2017 Gubernatorial Race Could Be New Jersey’s Most Expensive

While New Jersey will not elect a new governor until November 2017, several candidates, some who have already withdrawn from the race, have Federal super PAC support. State PACs report to ELEC but federal super PACs do not.

While the upper limit placed on the potential Gubernatorial candidates who chose to take public matching funds has just been raised, the total number is still well below the $20 million threshold of what candidates running for statewide office in New Jersey will need to spend to be competitive. Campaigns therefore must rely on PACs to make expenditures independent from them.

Blame the high cost of media in the New York and Philadelphia markets, the endless increase in postage and mailing, or the political consultants and lawyers needed to assure campaign compliance, but less than $20 million for a statewide campaign won’t do the job.    PAC support and labor union support is essential for a candidate to succeed.  “Independent” expenditures from super PACs are key.

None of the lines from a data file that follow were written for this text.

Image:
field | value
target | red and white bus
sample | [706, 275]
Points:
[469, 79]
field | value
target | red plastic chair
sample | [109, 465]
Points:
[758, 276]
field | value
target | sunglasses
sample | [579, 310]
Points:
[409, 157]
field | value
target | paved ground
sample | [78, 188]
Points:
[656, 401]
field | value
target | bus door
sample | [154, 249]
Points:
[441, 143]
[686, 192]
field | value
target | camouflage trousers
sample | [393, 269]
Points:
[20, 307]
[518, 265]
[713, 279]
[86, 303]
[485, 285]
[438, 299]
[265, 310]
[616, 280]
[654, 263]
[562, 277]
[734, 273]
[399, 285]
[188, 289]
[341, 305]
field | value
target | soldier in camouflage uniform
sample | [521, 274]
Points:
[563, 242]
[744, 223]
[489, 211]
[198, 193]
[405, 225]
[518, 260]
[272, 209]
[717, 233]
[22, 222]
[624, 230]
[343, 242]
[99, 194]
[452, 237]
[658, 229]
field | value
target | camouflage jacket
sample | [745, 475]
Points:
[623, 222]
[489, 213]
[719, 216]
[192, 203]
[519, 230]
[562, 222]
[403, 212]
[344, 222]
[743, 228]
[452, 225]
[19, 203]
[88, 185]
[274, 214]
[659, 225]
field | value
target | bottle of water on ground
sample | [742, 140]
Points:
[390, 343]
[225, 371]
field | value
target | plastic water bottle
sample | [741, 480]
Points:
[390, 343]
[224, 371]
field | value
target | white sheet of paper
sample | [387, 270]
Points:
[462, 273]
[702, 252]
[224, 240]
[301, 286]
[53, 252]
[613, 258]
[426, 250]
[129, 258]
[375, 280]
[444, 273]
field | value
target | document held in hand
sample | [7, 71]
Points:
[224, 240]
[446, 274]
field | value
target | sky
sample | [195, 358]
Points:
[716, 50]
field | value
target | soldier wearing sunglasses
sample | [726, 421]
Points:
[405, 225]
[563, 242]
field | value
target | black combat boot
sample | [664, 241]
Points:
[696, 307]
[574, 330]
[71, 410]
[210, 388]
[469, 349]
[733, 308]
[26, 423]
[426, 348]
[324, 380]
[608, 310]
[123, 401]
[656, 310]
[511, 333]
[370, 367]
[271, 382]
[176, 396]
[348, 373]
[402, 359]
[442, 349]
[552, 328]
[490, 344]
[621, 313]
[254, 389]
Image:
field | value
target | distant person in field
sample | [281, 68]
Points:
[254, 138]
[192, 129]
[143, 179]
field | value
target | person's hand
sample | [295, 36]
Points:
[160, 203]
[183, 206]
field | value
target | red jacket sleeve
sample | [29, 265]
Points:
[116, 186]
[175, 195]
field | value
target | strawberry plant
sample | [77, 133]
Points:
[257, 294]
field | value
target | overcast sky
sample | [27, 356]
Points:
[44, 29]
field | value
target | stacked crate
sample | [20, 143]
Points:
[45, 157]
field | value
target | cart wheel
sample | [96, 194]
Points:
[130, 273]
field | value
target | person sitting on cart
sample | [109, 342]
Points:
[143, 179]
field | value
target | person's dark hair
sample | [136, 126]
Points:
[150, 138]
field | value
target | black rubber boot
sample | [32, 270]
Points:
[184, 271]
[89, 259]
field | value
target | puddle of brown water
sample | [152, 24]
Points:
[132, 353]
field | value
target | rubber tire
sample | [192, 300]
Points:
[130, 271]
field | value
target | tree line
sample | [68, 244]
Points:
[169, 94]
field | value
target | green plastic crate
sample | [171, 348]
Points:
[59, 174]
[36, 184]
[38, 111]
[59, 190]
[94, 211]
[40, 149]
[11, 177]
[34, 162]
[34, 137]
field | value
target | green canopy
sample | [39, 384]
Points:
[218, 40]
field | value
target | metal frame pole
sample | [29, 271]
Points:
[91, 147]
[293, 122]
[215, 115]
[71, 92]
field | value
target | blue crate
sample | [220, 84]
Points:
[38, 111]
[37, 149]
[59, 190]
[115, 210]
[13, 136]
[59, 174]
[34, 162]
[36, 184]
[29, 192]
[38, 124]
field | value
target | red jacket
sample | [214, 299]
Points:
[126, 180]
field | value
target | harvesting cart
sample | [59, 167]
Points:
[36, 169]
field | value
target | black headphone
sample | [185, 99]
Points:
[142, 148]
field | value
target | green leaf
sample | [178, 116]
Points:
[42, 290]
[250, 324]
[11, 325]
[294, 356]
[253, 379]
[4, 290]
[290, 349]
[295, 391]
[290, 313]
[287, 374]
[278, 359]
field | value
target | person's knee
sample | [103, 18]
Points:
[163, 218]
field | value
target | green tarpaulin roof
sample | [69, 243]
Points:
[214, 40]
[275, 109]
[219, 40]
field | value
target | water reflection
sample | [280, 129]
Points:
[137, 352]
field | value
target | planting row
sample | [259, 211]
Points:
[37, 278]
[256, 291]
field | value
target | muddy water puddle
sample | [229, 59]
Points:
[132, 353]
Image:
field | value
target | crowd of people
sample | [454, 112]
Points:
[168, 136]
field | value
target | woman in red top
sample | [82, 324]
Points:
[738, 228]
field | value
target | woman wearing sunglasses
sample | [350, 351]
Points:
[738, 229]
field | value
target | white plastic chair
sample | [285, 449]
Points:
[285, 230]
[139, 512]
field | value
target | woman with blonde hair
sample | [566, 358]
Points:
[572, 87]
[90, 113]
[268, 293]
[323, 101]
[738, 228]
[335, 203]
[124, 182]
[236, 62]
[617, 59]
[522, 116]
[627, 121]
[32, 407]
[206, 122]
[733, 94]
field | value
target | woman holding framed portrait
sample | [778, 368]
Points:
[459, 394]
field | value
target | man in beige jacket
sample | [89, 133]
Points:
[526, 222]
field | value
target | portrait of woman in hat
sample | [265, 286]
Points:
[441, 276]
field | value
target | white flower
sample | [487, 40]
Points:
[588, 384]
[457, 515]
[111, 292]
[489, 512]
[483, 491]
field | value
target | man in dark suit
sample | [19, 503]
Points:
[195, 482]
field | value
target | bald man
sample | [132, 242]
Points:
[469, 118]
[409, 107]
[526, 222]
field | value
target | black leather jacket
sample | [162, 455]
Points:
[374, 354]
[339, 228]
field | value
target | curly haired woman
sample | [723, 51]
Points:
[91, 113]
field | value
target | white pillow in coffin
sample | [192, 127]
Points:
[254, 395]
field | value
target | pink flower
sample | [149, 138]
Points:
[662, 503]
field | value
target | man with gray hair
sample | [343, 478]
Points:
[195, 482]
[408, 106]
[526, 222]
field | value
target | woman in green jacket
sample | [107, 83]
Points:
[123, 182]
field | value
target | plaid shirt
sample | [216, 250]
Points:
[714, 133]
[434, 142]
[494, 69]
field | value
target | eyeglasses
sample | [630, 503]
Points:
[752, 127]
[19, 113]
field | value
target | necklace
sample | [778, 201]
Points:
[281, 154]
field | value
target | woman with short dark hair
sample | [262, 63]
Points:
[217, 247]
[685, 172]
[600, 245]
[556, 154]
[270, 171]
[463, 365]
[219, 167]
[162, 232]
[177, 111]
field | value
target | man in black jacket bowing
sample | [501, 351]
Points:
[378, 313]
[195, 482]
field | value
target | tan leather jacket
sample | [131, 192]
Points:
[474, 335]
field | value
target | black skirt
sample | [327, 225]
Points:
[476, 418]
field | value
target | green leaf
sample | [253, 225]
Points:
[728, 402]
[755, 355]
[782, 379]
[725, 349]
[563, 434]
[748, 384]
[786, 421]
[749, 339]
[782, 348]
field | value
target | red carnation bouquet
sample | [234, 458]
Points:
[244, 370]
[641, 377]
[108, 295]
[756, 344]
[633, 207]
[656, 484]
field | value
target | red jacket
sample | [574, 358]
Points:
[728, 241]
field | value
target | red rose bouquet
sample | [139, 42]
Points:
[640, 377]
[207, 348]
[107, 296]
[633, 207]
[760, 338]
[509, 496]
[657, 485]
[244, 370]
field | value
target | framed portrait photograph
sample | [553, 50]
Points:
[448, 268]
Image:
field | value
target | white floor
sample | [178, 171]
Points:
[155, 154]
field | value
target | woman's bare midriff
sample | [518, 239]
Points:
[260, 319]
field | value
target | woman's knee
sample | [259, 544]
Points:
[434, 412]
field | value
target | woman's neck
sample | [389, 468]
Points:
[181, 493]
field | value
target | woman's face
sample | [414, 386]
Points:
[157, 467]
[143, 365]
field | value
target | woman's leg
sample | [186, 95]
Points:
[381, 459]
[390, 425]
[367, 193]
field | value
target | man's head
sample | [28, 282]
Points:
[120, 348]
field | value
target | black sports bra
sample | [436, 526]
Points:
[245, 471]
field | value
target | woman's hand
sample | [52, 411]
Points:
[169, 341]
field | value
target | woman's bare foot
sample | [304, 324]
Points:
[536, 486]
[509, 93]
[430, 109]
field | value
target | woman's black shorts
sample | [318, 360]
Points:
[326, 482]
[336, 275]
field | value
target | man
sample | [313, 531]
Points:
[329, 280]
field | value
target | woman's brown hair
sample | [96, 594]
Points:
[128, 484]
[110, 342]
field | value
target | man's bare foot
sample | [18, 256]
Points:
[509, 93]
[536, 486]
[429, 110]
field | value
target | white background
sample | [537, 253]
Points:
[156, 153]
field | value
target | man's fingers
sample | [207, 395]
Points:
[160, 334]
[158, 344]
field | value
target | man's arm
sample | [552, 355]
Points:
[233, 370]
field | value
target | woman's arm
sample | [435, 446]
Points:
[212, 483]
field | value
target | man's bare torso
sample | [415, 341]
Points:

Former Gov. Joe Corzine spent $27 million of his own money in the 2009 gubernatorial race against Gov. Chris Christie. No campaign for statewide office in NJ since that election has been successful without spending more than $20 million.

PACs Supporting Candidates Raising Big Money

In June, the New Jersey Election Law Enforcement Commission (ELEC) announced that eight political action committees (PACSs) have been formed to support potential gubernatorial candidates. ELEC also reported that the PACs filed in NJ had already raised $10.6 million and expended $5.8 million.

New Jersey PACs and federal super PACs all have some ties to past Democratic and Republican candidates. Phil Murphy, a former U.S. Ambassador to Germany and current front runner in the Democratic primary, is the only candidate to officially declare his candidacy and the only candidate for Governor with federal super PAC support who remains in the 2017 primary. The other candidates and ex-candidates who would have received federal super PAC support includes Senate President Stephen Sweeney, Jersey City Mayor Steve Fulop, Sen. Raymond Lesniak, and Lt. Gov. Kim Guadagno.

For NJ Gubernatorial candidates who raise and spend funds from their NJ campaigns, state law requires candidates to file a form with ELEC designating a treasurer and create a campaign depository within 10 days of receiving a contribution or making an expenditure related to an official gubernatorial campaign.

Threshold for Individual Donors Raised

Individual donors who contribute to a gubernatorial campaign instead of seeking out one of the federal superpacs will have to comply with state law as well as the restrictions that apply against doing business with the state and any government entity in New Jersey after the election.

Donors to state campaigns will be able to contribute a maximum of $4,300 per election to 2017 gubernatorial candidates after ELEC adjusted the limits for inflation, as is required every four years. The primary and general election campaigns are considered separate elections, so a donor who contributes to the same candidate in both elections can now give $8,600 total to the state campaign accounts of NJ Gubernatorial candidates.

In June, ELEC also increased the amount candidates can receive through the state’s public financing system. Under the new thresholds, gubernatorial candidates who qualify for public funding can spend a maximum of $6.4 million in primary elections, and $13.8 million in general elections. Under the Gubernatorial Public Financing Program, candidates are also eligible to receive up to $4 million in public funds during the primary election, and $9.3 million during the general election.

With low limits like this, look for next year’s campaign action to come primarily from state and federal PACs using their money as “independent” expenditures.

Donald Scarinci is a managing partner at Lyndhurst, N.J. based law firm Scarinci Hollenbeck. He is also the editor of the Constitutional Law Reporter and Government and Law blogs.